Aku membuka buku ayahku tepat di halaman yang menggambarkan sosok wanita setengah telanjang berkaki ekor ikan. Bimo menatapnya dengan takjub.

"Fokus matamu kemana?" kataku sambil menutup bagian dada gambar wanita tadi.

"Hehehe...."

"Di sini ditulis—

Mereka tinggal di pulau-pulau karang di tengah laut.

Seorang pelaut bangsa Viking, pernah berlayar menuju suatu tempat yang harus melewati gugusan pulau karang di perairan Atlantik, yang tidak berangin, sehingga kapal yang lewat harus dikayuh.

Dia menyuruh anak buahnya agar mengikatnya pada tiang kapal dan berpesan pada semuanya agar menyumbat telinga mereka dengan kapas dan kain hingga tidak bisa mendengar apapun.

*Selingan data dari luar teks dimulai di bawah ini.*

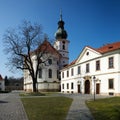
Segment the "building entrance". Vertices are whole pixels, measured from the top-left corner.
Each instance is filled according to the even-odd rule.
[[[90,94],[90,81],[85,81],[85,94]]]

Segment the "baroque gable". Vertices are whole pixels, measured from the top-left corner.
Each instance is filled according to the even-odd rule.
[[[91,47],[86,46],[78,56],[76,64],[86,62],[100,56],[101,56],[100,52],[96,51]]]

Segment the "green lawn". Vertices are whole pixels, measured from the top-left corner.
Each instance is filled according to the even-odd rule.
[[[120,120],[120,97],[87,101],[95,120]]]
[[[72,99],[65,97],[21,98],[29,120],[65,120]]]

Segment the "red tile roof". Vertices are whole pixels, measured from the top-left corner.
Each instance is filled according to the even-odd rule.
[[[77,59],[76,59],[76,60],[73,60],[70,64],[66,65],[64,68],[67,68],[67,67],[69,67],[69,66],[71,66],[71,65],[74,65],[76,61],[77,61]]]
[[[120,49],[120,42],[107,44],[105,46],[102,46],[102,47],[96,49],[96,51],[98,51],[100,53],[106,53],[106,52],[110,52],[110,51],[117,50],[117,49]]]
[[[110,51],[113,51],[113,50],[120,49],[120,42],[115,42],[115,43],[107,44],[107,45],[104,45],[104,46],[102,46],[102,47],[100,47],[98,49],[94,49],[94,48],[92,48],[90,46],[87,46],[87,47],[89,47],[89,48],[91,48],[93,50],[96,50],[97,52],[100,52],[100,53],[103,54],[103,53],[106,53],[106,52],[110,52]],[[77,61],[77,59],[74,60],[74,61],[72,61],[70,64],[68,64],[64,68],[67,68],[67,67],[69,67],[71,65],[74,65],[76,61]]]

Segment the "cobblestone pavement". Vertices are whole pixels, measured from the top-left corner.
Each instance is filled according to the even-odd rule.
[[[0,120],[28,120],[18,93],[0,94]]]
[[[86,100],[93,100],[93,95],[73,94],[66,96],[73,98],[66,120],[94,120],[94,117],[85,104]],[[106,97],[109,96],[96,95],[96,99]]]

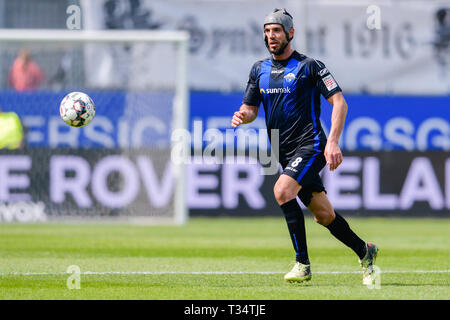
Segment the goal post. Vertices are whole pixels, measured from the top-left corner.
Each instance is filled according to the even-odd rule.
[[[0,29],[0,109],[28,127],[25,149],[0,157],[31,162],[28,197],[1,200],[43,202],[49,220],[185,224],[185,169],[170,161],[170,137],[188,129],[188,41],[184,31]],[[21,90],[11,74],[24,49],[45,80]],[[94,100],[86,127],[58,119],[71,91]]]

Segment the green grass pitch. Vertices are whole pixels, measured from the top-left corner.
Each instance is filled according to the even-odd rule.
[[[288,284],[280,218],[192,218],[186,226],[0,225],[0,299],[305,300],[450,298],[450,220],[347,218],[380,247],[379,289],[356,255],[306,217],[312,280]],[[66,273],[80,267],[80,289]]]

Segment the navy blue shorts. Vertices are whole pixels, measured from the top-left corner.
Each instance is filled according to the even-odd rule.
[[[313,192],[326,192],[319,176],[326,163],[323,148],[308,145],[299,147],[286,166],[281,164],[282,174],[290,176],[302,186],[298,196],[305,206],[309,206]]]

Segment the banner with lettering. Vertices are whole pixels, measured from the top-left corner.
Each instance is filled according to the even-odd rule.
[[[269,56],[263,41],[265,15],[275,7],[285,7],[294,17],[294,48],[324,62],[344,91],[414,95],[450,92],[448,1],[81,3],[86,29],[187,30],[191,36],[189,84],[196,90],[242,90],[252,64]],[[95,50],[89,54],[92,59],[85,59],[86,63],[99,61],[102,55]],[[130,53],[126,50],[114,54],[117,64],[136,64],[127,59]],[[96,80],[98,85],[107,83],[108,73],[102,77]]]

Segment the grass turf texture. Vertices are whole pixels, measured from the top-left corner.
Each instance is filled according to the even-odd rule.
[[[0,299],[450,298],[449,272],[408,272],[450,269],[450,220],[347,218],[380,247],[376,264],[387,273],[372,290],[362,285],[356,255],[306,220],[313,277],[304,284],[283,280],[294,251],[282,218],[193,218],[183,227],[0,225]],[[81,269],[80,290],[67,289],[70,265]]]

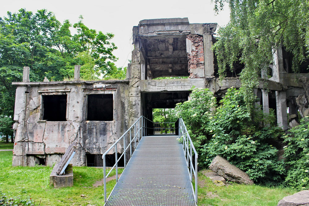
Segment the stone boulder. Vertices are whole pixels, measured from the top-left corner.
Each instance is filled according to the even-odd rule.
[[[218,175],[213,172],[210,170],[204,170],[202,171],[202,173],[206,177],[209,178],[215,184],[224,185],[226,183],[224,177]]]
[[[228,181],[246,184],[253,184],[253,181],[250,179],[245,172],[219,155],[213,160],[209,169]]]
[[[277,206],[309,206],[309,190],[303,190],[286,196],[279,201]]]

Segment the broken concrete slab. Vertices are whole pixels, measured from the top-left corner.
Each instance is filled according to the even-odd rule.
[[[215,184],[220,185],[225,185],[226,183],[224,177],[218,175],[214,172],[205,170],[202,171],[202,173],[206,177],[209,178]],[[220,184],[221,183],[222,183]]]
[[[209,167],[228,181],[246,184],[253,184],[253,181],[250,179],[246,173],[219,155],[214,158]]]
[[[309,190],[303,190],[286,196],[279,201],[277,206],[309,206]]]

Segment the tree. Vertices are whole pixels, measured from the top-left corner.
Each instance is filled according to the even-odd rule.
[[[245,65],[240,74],[248,108],[252,111],[261,70],[273,61],[274,49],[281,45],[293,55],[293,69],[299,70],[309,57],[309,2],[307,0],[214,0],[218,12],[227,3],[227,26],[219,29],[213,46],[219,73],[239,57]]]
[[[79,21],[71,34],[68,20],[61,24],[51,12],[39,10],[34,14],[25,9],[7,12],[0,17],[0,132],[12,135],[16,87],[23,67],[30,68],[32,81],[61,81],[74,75],[74,65],[82,65],[82,77],[98,79],[112,74],[112,52],[116,47],[110,40],[114,36],[88,28]]]

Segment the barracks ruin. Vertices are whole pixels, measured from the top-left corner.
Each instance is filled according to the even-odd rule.
[[[17,88],[12,165],[52,166],[77,141],[73,165],[101,166],[102,155],[140,116],[152,120],[153,108],[173,108],[187,101],[193,86],[209,88],[218,100],[227,89],[240,87],[240,63],[218,79],[210,48],[216,27],[190,23],[187,18],[140,21],[133,28],[134,48],[124,80],[81,81],[76,66],[74,81],[30,82],[29,67],[24,68],[23,82],[13,83]],[[309,74],[305,69],[293,72],[284,48],[277,49],[274,59],[267,87],[261,82],[255,90],[256,103],[265,112],[274,109],[279,125],[286,130],[297,123],[297,115],[292,115],[298,111],[308,114],[305,94],[309,88],[301,80]],[[187,78],[155,79],[162,77]],[[289,120],[287,107],[294,117]]]

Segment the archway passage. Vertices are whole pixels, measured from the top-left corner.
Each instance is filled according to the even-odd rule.
[[[186,91],[142,93],[141,98],[142,115],[153,121],[153,109],[175,108],[176,104],[188,101],[190,92]],[[153,127],[153,125],[147,125],[148,128]],[[154,134],[153,130],[148,129],[148,131],[147,135]]]

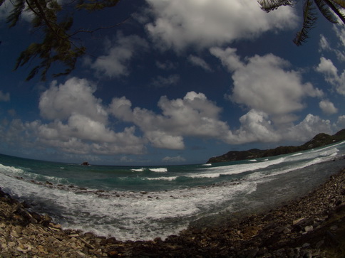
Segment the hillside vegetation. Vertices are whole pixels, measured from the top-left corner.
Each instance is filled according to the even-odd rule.
[[[300,146],[279,146],[275,149],[267,150],[252,149],[248,151],[230,151],[225,154],[210,158],[207,163],[242,161],[244,159],[288,154],[293,152],[306,151],[313,148],[321,147],[344,140],[345,140],[345,129],[338,131],[334,135],[329,135],[324,133],[319,134],[310,141]]]

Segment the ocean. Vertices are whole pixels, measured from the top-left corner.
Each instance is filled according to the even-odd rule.
[[[302,196],[345,166],[345,141],[214,164],[81,166],[0,154],[0,188],[63,228],[118,240],[165,239],[264,212]]]

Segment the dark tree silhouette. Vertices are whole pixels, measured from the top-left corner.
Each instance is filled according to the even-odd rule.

Dan apapun yang terjadi, mereka harus terus mendayung dan tidak boleh melepas penyumbat telinga mereka hingga melewati karang.

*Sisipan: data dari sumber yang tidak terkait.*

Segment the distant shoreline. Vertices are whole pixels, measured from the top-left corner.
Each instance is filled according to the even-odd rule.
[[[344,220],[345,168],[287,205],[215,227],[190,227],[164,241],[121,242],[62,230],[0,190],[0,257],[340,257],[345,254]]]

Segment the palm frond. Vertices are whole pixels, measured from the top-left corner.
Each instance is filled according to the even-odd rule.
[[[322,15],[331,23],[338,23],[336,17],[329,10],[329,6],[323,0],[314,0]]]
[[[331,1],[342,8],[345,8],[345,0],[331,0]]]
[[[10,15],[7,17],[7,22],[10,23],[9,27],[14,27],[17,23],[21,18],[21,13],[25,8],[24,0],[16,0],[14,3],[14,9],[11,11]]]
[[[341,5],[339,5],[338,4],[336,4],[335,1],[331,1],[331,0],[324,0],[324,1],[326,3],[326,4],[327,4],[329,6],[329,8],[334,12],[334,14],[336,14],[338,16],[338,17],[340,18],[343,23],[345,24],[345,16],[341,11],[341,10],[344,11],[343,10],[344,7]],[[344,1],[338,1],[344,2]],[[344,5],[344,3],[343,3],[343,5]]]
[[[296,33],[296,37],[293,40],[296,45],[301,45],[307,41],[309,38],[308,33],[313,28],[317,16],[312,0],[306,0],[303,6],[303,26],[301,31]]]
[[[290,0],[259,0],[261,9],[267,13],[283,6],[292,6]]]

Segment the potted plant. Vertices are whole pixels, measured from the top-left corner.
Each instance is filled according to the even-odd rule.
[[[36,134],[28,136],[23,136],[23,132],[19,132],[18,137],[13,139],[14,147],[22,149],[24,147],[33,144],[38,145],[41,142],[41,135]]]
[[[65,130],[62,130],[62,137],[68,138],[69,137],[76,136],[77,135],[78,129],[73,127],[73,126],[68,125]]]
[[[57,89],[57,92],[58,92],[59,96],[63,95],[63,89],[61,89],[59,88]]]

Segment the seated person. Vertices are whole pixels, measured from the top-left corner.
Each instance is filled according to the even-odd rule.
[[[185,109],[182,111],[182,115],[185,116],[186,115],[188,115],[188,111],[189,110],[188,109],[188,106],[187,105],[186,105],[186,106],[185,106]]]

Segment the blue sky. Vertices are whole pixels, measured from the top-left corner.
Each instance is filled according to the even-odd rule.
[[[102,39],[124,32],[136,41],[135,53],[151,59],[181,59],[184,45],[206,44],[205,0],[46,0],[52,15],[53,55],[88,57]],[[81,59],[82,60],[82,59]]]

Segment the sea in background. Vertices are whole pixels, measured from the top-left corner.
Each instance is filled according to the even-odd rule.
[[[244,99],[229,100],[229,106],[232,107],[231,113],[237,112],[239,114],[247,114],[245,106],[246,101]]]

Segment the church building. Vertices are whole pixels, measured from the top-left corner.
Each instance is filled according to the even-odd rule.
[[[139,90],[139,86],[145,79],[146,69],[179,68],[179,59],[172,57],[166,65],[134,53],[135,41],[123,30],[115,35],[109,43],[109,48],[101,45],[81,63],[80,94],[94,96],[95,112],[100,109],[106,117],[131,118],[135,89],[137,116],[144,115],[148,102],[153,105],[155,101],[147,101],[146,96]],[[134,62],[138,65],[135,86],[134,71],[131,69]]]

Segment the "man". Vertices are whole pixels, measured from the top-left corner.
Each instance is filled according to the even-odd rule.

Saat melewati karang, Sang Kapten yang tubuhnya terikat, melihat sosok wanita berkaki ekor ikan yang kemudian bernyanyi. Membuatnya merasa sangat ingin menghampiri makhluk tersebut, tapi tubuhnya terikat kencang pada tiang kapal.

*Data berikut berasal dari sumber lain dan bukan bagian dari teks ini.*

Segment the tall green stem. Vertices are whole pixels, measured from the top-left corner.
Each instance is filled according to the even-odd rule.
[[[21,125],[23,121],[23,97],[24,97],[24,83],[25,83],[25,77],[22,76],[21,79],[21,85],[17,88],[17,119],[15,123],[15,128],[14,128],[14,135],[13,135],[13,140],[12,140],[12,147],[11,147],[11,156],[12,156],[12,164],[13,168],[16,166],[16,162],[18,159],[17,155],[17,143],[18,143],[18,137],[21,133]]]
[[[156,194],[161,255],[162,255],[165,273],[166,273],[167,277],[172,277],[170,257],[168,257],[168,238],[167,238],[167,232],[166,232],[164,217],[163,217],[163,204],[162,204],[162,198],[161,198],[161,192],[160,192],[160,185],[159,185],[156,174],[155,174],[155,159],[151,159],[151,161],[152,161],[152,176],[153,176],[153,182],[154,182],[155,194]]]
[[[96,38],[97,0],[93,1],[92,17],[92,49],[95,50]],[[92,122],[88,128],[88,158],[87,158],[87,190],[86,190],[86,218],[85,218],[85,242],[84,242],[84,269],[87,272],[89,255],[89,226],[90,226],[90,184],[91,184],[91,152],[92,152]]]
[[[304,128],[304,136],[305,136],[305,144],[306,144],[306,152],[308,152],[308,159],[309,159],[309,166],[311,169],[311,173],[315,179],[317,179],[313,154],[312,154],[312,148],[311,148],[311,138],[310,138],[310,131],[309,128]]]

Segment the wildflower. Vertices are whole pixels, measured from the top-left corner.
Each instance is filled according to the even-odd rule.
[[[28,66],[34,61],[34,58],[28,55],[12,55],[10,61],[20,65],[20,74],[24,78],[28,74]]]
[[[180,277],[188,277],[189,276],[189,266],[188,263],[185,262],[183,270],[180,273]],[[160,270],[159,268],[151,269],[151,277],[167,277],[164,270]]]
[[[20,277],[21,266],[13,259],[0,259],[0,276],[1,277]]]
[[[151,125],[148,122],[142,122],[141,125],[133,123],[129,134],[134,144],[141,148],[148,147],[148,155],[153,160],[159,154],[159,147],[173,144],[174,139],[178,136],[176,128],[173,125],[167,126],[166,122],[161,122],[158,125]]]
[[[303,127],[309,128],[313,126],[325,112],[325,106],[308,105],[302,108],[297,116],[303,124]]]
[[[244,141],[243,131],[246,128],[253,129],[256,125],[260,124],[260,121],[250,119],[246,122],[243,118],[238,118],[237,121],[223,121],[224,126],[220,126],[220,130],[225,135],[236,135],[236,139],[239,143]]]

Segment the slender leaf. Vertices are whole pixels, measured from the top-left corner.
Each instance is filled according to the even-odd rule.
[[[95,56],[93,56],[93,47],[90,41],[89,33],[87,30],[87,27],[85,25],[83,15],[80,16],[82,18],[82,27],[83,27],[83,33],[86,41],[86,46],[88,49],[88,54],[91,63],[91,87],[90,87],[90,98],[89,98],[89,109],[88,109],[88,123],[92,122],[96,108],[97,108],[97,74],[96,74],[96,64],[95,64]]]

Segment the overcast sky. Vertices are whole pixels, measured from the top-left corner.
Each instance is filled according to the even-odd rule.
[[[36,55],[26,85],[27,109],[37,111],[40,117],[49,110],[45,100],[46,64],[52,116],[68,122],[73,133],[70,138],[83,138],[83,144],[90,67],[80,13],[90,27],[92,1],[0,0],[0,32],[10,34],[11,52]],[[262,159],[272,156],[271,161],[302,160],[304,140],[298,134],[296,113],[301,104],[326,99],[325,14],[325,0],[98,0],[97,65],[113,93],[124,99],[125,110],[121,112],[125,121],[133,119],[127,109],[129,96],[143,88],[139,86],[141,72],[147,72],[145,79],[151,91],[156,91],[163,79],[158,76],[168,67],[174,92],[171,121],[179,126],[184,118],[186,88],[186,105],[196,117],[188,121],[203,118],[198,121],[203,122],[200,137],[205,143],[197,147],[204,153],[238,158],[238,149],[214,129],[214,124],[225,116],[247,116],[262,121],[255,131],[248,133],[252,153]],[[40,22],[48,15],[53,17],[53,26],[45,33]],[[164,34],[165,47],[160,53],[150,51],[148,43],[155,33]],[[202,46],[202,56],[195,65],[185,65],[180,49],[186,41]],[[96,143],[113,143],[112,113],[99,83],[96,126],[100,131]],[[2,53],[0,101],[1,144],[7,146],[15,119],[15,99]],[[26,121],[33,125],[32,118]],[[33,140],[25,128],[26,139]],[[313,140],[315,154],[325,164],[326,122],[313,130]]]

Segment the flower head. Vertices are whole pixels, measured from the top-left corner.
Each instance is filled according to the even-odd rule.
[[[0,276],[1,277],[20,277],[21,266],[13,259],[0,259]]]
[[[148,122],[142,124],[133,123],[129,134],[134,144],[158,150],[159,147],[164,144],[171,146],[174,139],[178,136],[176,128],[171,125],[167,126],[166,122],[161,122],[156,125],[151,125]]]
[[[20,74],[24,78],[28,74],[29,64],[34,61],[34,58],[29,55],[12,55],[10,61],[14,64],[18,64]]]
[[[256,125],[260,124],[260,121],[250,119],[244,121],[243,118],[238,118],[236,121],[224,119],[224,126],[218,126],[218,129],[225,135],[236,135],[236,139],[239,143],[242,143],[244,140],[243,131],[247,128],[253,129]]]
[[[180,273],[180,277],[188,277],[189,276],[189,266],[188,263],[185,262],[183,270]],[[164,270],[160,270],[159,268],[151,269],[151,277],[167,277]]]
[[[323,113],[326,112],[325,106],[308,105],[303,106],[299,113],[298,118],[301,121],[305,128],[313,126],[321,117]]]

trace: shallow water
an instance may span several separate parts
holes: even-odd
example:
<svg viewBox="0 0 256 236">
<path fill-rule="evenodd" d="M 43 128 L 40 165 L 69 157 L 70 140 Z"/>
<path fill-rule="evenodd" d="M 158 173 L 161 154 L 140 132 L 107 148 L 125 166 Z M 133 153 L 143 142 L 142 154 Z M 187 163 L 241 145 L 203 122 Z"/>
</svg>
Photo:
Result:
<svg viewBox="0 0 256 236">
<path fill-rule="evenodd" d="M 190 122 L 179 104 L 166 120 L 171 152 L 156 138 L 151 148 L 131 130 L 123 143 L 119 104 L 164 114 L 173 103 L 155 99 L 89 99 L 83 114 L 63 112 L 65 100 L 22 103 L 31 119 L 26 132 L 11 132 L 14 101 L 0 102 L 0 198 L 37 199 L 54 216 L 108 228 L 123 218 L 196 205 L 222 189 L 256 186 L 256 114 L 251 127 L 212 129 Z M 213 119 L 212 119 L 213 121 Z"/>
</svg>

Seluruh anak buahnya yang tidak mendengar apapun, terus mengayuh dayung mereka tanpa memperdulikan kapten mereka yang meronta dengan tubuh terikat.

Seorang anak buah kapal yang ceroboh melihat kaptennya menggila, melepas penyumbat telinganya, lalu dia mendengar nyanyian yang menghipnotis dirinya, melihat pada makhluk cantik itu lalu menceburkan diri ke laut....

Oh, tidak! Sebagian catatannya hilang." Aku membolak-balik halaman selanjutnya tapi tidak ada tulisan mengenai putri duyung lagi.

"Tapi kau sudah tahu kelanjutannya kan?" tanya Bimo. "Apa yang terjadi dengan orang ceroboh itu, apakah dimakan atau dibawa ke pulau karang?"

"Aku belum pernah terlibat dengan duyung, tapi yang kutahu, mereka hanya menculik laki-laki, karena mereka semua wanita," kataku sambil mengembalikan buku tadi ke raknya kembali. "Mungkin mereka menculik untuk bereproduksi."

"Wow!" kata Bimo, mendengar perkataan ku tadi mungkin dia juga ingin diculik duyung.

"Tapi setelah itu mereka memakannya," lanjutku.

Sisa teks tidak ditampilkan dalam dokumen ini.